Depending on what part of the country they're in, good FileMaker
Pro administrators can earn between forty and eighty thousand
dollars a year, with modest benefits. In Silicon Valley, eighty
thousand will not even buy the lowliest of office gophers, unless
fifty thousand shares of stock are included, with four years vesting
and a one year cliff. Simply having opened a FileMaker manual
once puts your starting salary at six figures and brings a benefits
package worth at least a thousand dollars a month, cuts your stock
vesting from four years to three years, and reduces the cliff
from a year to six months.
Elsewhere in the country, FileMaker developers look at words
like "stock" and "vesting" and "cliff" and assume that cowboys,
cattle, and a steep embankment are referenced.
In line at McDonald's, I marvel at the kitchen workers, and wonder
what percentage of McDonald's, Inc. was required to entice each
of them to join, and what sort of corporate housing is provided,
and what limo service delivers them to work each day. In other
towns, those little TV screens show what order is coming up next,
but the Silicon Valley McDonald's screens show the stocks ticking
by.
A Real World FileMaker developer may reasonably expect to be
able to demo his FileMaker solution to clients and receive praise.
In Silicon Valley, a FileMaker solution is received with blank
stares, head scratching, and questions like "What version of Oracle
is that?"
Let's talk about Oracle for a moment. Real World executives like
Dominique Goupil (president of FileMaker, Inc.) eat Captain Crunch
for breakfast, and scratch their hairy bellies while watching
football and drinking beer for dinner. Silicon Valley executives,
most notably Oracle's Larry Ellison, live in gated forest Woodside
compounds where you have to take a little boat to get to the "main
house," and spend their time suing San Jose airport for special
permission to land their Gulfstreams after hours.
In the Real World, an independent FileMaker developer may rent
an executive suite to use as his office. Not so in Silicon Valley.

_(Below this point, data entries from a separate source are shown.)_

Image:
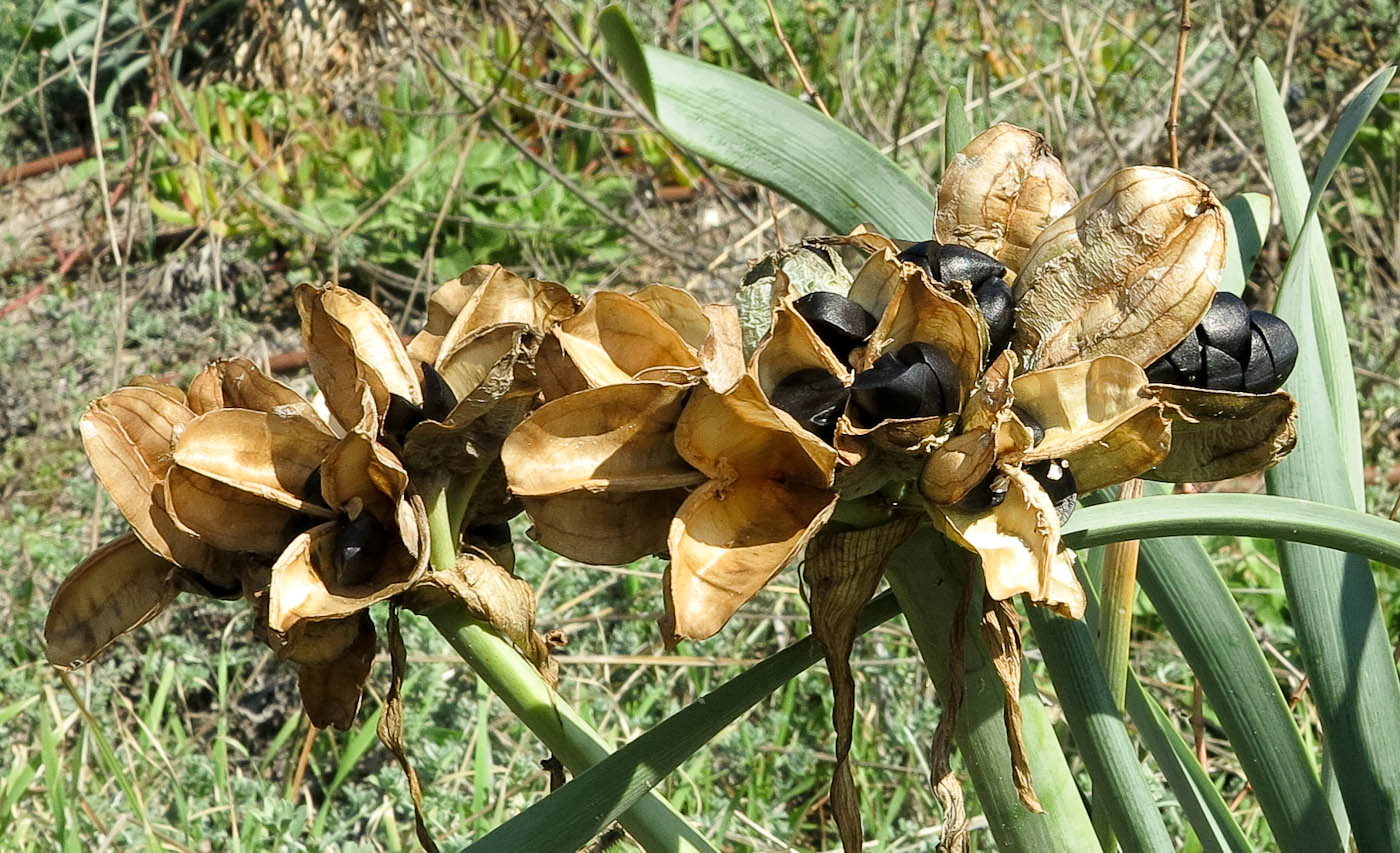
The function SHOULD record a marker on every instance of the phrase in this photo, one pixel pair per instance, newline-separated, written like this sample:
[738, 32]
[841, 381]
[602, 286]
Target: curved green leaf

With less than one percent vacancy in commercial properties, it's
now standard for property management to receive an equity stake
in the lessor's company. The business plan must be reviewed and
approved, as must the funding source. Bidding starts at five dollars
per square foot (five times the national average), and whoever
offers the most stock and has the best venture capital behind
them gets the space. There is no such thing as an office for an
independent developer.
In the Real World, FileMaker developers show up at the office
in button-up shirts and clean pants. In Silicon Valley, the standard
uniform is a Nautica or Adidas exercise suit, with bold lettering
covering most of the fabric, and the price tag left on; or a backwards
baseball cap with greasy hair poking through, a vast vintage shirt
with one tail hanging out, and baggy jeans with little chains
attached. The latter is already earning a large salary; the former
might not be yet, but is trying to look like he does.

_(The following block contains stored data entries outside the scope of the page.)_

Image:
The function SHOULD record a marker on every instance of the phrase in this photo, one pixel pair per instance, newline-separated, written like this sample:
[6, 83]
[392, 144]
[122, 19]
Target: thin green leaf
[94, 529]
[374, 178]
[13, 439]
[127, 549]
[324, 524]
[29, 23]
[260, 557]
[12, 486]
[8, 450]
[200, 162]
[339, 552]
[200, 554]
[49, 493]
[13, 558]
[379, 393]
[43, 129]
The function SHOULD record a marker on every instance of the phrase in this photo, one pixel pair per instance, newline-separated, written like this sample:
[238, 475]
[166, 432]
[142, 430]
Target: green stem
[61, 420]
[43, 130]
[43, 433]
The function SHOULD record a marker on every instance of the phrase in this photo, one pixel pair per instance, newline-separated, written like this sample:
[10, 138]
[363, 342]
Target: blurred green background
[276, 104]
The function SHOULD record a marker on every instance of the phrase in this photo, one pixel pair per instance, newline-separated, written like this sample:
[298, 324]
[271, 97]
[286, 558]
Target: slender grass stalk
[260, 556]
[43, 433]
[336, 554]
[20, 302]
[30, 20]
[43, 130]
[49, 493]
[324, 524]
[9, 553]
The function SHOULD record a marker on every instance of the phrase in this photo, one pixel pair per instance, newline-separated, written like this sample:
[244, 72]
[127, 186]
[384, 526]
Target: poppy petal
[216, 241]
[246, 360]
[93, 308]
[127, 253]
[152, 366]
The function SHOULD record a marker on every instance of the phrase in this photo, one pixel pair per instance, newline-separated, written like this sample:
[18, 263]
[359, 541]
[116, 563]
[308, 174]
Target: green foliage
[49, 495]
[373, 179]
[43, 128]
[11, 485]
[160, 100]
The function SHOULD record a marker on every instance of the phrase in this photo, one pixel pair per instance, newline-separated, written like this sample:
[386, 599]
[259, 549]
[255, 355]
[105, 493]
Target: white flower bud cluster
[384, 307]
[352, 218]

Silicon Valley follows a liberal philosophy on road building,
on the bizarre principle that limiting the number of roads reduces
the number of cars, and thus minimizes traffic. Consequently,
workers here allocate four hours a day for their two mile commute
from Mountain View to Sunnyvale. Similarly, when Silicon Valley
people go to the doctor with blocked arteries, the doctor decides
to remove most of the arteries to reduce the amount of blood which
flows, and thus alleviate the problem.
In the Real World, FileMaker developers build their client's
solution at their home office, then drive out to the client's
office to demo and install it. In Silicon Valley, FileMaker developers
are imported from India (since there is zero unemployment in Silicon
Valley), luxuriated in corporate housing for six weeks and highly
paid, and then returned to India having done no work, since there
really wasn't any work for them to do anyway, and they were only
brought over as a way to spend venture capital dollars and justify
the technology department's budget for that quarter.
By the way, if anyone wants a job in Silicon Valley, we're hiring.